Perhaps he has cravings for a higher national profile and decided it was time to put himself into the running for a “Strange New Respect” award. Whether his former ideological adversaries in the media and the left will comply, this presupposes he can win future elections.
Which now has become far less certain. He might believe the whole thing will blow over after he has indulged in his confusion, for six years is a long time. This is the interpretation favored by spokesmen of the political left (as voiced by one of my professional colleagues, who believes Cassidy responded to his inner “pragmatist” or “moderate”), but that views exhibits unawareness of the dynamics of Louisiana’s majority party the GOP and its voters. If Cassidy doesn’t retire, a number of Republican state legislators term-limited for 2028 and perhaps even GOP statewide elected officials now see his office as a free shot in 2026, as any can make a convincing case that Cassidy abandoned conservative principles, and any quality Republican doing that stands a decent chance of taking Cassidy’s seat from him.

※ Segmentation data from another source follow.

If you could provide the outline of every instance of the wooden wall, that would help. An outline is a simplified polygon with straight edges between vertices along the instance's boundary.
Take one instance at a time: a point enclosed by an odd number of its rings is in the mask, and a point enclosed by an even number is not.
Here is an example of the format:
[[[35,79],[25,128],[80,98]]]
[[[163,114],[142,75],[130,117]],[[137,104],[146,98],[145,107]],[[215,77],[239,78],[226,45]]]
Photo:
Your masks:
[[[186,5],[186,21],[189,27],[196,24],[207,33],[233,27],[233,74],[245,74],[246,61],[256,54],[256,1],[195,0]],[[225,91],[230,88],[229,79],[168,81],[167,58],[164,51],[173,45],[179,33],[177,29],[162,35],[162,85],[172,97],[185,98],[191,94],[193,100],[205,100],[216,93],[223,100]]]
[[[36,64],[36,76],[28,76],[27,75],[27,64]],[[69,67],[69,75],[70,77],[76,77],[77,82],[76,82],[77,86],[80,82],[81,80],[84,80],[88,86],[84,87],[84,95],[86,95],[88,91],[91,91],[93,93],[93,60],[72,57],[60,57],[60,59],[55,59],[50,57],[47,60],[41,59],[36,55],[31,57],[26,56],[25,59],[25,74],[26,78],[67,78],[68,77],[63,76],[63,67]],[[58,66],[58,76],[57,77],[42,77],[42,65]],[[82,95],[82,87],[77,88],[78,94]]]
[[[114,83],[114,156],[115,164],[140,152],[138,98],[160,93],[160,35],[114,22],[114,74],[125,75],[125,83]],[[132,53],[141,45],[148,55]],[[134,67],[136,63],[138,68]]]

Others claiming conservative credentials have tried using this tactic, but Cassidy until now gave them little ammunition with his solidly conservative voting record in Washington. But he has played so transparently badly this rather visibly large question of principles, even if entirely symbolic, that he washed away any good will he had generated with a substantial portion of the electorate. Whether he gravitates towards new bedfellows or responds by becoming even more reliably conservative in policy actions in order to compensate for his mistake ultimately will reveal what his motives truly were.